IE 11 is not supported. For an optimal experience visit our site on another browser.

Homeowners at odd with their insurers

Victims of Hurricane Katrina are at odds with their insurance companies, who claim most of the damage was caused by flooding and is not covered by their homeowners' policies. NBC's Anne Thompson reports.

On Moonraker Drive in devastated Slidell, homeowners lives are at the curb and their tempers are short as insurance adjusters classify the vast majority of losses as flood damage — not hurricane or wind damage.

“Got 145-mile per hour winds pushing water off the lake knocking all those camps down into my house,” says Slidell resident Steve Scholl, “and you are gonna call that flood? What came first, the chicken or the egg?”
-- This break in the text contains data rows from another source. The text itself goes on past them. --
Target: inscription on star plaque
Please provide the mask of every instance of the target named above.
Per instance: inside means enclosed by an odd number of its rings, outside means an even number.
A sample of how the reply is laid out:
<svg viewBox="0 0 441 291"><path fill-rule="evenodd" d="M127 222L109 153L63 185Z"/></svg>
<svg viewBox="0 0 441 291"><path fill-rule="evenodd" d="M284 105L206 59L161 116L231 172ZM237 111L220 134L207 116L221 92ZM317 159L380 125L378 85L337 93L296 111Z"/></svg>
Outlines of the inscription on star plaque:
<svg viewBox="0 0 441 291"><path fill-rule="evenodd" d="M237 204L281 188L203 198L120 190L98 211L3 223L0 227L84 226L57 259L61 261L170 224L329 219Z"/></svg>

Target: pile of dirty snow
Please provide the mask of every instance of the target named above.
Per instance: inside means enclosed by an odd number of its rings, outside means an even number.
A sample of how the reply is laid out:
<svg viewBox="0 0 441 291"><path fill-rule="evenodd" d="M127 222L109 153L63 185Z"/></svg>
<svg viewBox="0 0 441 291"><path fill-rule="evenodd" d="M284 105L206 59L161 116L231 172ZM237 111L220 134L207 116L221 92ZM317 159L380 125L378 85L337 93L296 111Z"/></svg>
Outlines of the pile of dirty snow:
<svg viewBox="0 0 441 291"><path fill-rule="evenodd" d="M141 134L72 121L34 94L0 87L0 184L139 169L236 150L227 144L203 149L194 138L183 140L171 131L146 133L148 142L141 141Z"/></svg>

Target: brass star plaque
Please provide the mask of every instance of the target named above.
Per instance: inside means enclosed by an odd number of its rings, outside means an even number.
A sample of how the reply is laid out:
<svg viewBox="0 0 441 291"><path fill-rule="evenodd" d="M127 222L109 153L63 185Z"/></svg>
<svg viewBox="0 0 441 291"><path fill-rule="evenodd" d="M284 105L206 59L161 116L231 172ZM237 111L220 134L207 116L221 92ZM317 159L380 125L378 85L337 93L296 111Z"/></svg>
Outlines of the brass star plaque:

Generally, flood damage is not covered by homeowners' policies. Instead, you must have flood insurance — a federal program that covers only up to $250,000 in damage, no matter how extensive the destruction.

The storm surge from Lake Pontchartrain, whipped up by Katrina, put a neighbor's hot tub and boat in Warren Willoz's back yard. He hopes his $150,000 flood policy covers the damage done to his $275,000 house. But already there are issues.

“They said they'll only cover the bottom cabinets but not the top,” says Willoz, “because the water didn't get up high enough to damage the top.”

Such frustrations echo along the Gulf Coast.

Mississippi Attorney General Jim Hood and several private attorneys are suing several insurance companies including State Farm and Allstate to force them to pick up more of the tab.

The industry blasts those suits as politics, arguing the federal government stepped in decades ago because such potentially huge losses were too expensive for private insurers to cover.

“When you write a fire insurance policy,” explains Joseph Annotti with the Property Casualty Insurers Association of America, “you don’t expect the entire city to burn down in a day. Flood has potential catastrophic losses.”

But whether it's politics or policy, for these homeowners, any shortfall is too painful.

It's the aftershock Willoz didn't expect. “This is too hard to go through,” he says.

And yet, Willoz is one of the lucky ones — one of the just 46 percent of homeowners in the New Orleans area who have some flood insurance.